While producers failed to specifically condemn the ableist remarks aimed at Tasha, they went on to issue a statement on Instagram stating they “do not tolerate trolling or abuse of any sort”. It was visible on their Stories for 24 hours before it disappeared.
“It was hard seeing those comments,” Tasha admits, “but then comments like that gives me that fire, gives me that spike. It gives me that motivation to make sure our community is getting the recognition [and] it gives me that energy to push it more now.
“So in a way I do thank the people that leave the negative comments, because it’s given me that fire now to keep pushing on and pushing for the community that I’m in. So that’s the way I look at it.”
“In a way I do thank the people that leave the negative comments, because it’s given me that fire now to keep pushing on.”
And what does that community look like? “The community that want to represent is everyone that is deaf, hearing impaired, wears a cochlear implant, wears a hearing aid, pretty much anyone,” she explains. “Going into the villa, I was putting myself in a very vulnerable position because I had no idea how people were going to react to having the first ‘deaf Islander’. I don’t like to be known as ‘deaf Islander’, because I am Tasha Ghouri.”
She continues: “Growing up, I went to public school and I grew up around a lot of hearing people. That’s why a lot of people don’t really fully understand what cochlear implant is or how it really works, or BSL [British Sign Language], how important it is and things like that.”
Reading other articles from Tasha, and comments from her father while on Love Island, there’s a sense the Yorkshire influencer has taken time to accept her deaf identity, something which she affectionately calls her ‘superpower’.
“I think deafness in my eyes, I don’t see it as a disability,” she explains, revealing in a later question that the term ‘disability’ makes her feel segregated. “This is my personal preference. That’s why I call it a superpower, it gives me that positive empowerment.
“I think deafness gets overlooked quite a lot in in this world,” she explains. “It’s always overlooked in terms of like, ‘oh, it’s not a proper disability’, or things like that, but it actually is, because we go through struggles every day and it’s not easy for us.
“A lot of people think cochlear implants are an instant fix, but it’s like you don’t know the hard work and the graft behind it to get to where I am now – especially with my speech or what I hear.”
The acceptance of her ‘superpower’, I’m told, came during a dance workshop ran by her friend and choreographer, Josh, when she encountered issues with her cochlear implant.
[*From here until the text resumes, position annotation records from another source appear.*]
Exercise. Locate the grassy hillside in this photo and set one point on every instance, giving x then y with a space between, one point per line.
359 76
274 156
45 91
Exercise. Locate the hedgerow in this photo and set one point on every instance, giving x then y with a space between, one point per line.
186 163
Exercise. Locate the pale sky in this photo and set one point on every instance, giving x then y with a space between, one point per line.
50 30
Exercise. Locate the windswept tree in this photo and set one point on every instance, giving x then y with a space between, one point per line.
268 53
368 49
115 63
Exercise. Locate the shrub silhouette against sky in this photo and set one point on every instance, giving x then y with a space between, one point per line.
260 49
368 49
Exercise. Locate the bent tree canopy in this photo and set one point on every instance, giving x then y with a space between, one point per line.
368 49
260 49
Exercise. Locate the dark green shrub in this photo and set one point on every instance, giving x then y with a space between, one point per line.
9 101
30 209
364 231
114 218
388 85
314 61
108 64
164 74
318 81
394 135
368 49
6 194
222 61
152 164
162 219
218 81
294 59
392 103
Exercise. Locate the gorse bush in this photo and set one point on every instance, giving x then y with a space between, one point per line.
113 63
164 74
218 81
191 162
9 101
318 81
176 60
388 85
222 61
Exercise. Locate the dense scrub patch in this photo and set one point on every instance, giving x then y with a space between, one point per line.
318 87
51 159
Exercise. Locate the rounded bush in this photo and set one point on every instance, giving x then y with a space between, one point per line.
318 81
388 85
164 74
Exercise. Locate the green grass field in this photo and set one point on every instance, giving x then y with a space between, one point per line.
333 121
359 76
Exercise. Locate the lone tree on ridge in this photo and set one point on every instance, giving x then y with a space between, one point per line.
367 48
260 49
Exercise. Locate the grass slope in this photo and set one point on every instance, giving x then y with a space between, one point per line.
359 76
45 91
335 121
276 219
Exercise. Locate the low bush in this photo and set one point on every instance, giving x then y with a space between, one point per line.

Tasha sets the scene. “There’s hundreds of people there watching and there’s a group of five. Basically, in a dance class, you get to dance the choreography and get put into groups and at the end, we get filmed. I was in the middle of the five girls, and halfway through the choreography, I was dancing in time with the music. I still got the choreography right.
“Before that, when my cochlear implant used to fail, I’ll walk out, I’ll get angry, get upset and frustrated,” she continues. “I’d never fully accepted it. I’d still be blaming my cochlear implant, I’d still be blaming my superpower being like, ‘I’m sick of this’.”
This, explains Tasha, was when she experienced a change in attitude. “That’s where I just started to honestly fly, where I’ve grown into a butterfly. The fact that I just carried on and there was hundreds of people watching. That’s when I went, ‘yeah, I love my superpower’.“
Yet despite her pride in her deaf identity, it seems the Love Island producers weren’t all that keen on showing it more often. When a series of controversial clips of the Islanders were shared during a ‘Mad Movies’ night, some viewers wondered why they weren’t captioned for Tasha’s benefit – sources close to the show refused to tell The Limping Chicken whether they discussed it with the Islander.
“I’ll be honest, I didn’t know if there was going to be subtitles or not,” admits Tasha. “So when the movie clips did start, in my head, I thought, ‘Oh, okay, there’s no subtitles’, so I really had to try and listen in as much as I could.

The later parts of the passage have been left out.